What to do when rain stops play - business interruption and the fertiliser services industry
Published 28 February 2017
A wet winter and turbulent spring can play havoc with farmers across the nation – but it can have a knock-on effect for the fertiliser industry as well.
Too much rain, allied with extensive riverine flooding in some regions, can turn fields into quagmires – or even leave them underwater entirely for extended periods. And that throws a curveball to fertiliser spreaders and storage depot owners, who are either unable to access fields for spreading, or may stockpile reserves of fertilisers far beyond normal levels.
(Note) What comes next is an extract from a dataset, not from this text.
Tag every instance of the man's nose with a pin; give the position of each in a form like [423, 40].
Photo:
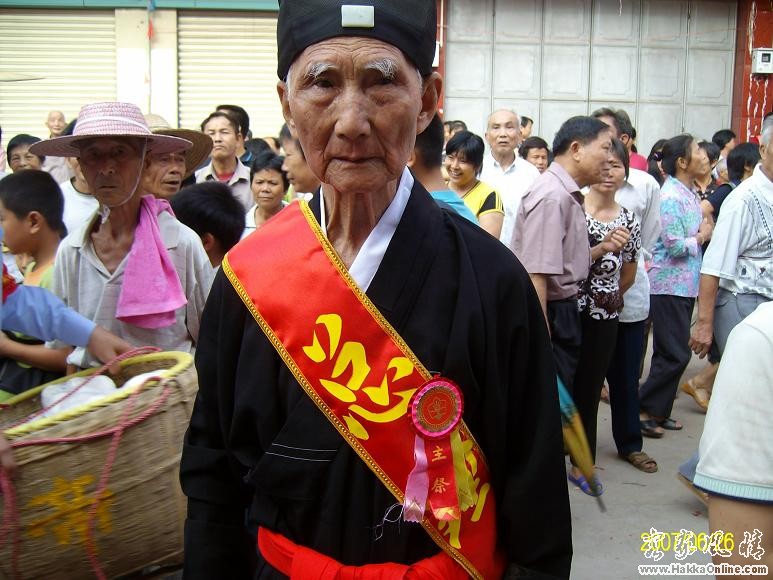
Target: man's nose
[352, 115]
Instances like these can play havoc with normal fertiliser business operations and also highlight the importance of having the right insurance program in place, according to Chris Russell from Gallagher Insurance Brokers’ Mulgrave Branch.
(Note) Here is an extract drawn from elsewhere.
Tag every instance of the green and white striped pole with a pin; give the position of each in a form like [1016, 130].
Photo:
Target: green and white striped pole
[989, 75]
“I’ve spoken to a number of clients who have been adversely affected by wet weather conditions,” explains Chris. “This year seems to have been particularly problematic in many areas, but with extreme weather events in Australia set to become increasingly common in future years, it’s something every fertiliser business owner should be thinking about.”
Many AFSA members obtain their insurance through Gallagher, with the majority of policies taken out providing motor and motor liability cover through the Truckpac insurance solution.
Chris Russell points out that there are a whole range of other insurance covers available that can provide extra security and peace of mind for fertiliser business owners in uncertain times.
“An increasingly important cover is business interruption insurance – sometimes referred to as ‘Down Time Protection’,” said Chris. “If your business is unable to operate due to unforeseen circumstances – including extreme weather – this type of insurance can off-set your loss of income.”
Chris also warned against the danger of being underinsured. This is rife across all areas of Australian business, but the wet weather conditions in winter and spring have exacerbated the risk of underinsurance in the fertiliser sector.
“I came across an example where a fertiliser business, which would normally have about $10,000 worth of product in reserve, found itself hugely overstocked with $500,000 worth.
“Fluctuating stock levels like this create a major risk exposure for a business, so it’s important to make sure your insurance cover can accommodate them. If you’ve got a high level of stock which isn’t properly insured, in a worst-case scenario – such as total loss of stock in a fire – the insurance payout might only be a fraction of what the product is worth.”
The easiest solution, says Chris, is for overstocked businesses to alert their broker straight away so their sums insured can be adjusted – or just to make sure that their existing cover is adequate.
“There are some excellent insurance policies on the market that have generous sub-limits to cover losses,” Chris explained. “The problem is that many business owners don’t know whether their level of cover is right, and what is really covered in their policy.
"That’s where a broker can be so useful in providing advice, finding the right insurance cover, and making sure your business and livelihood are protected.”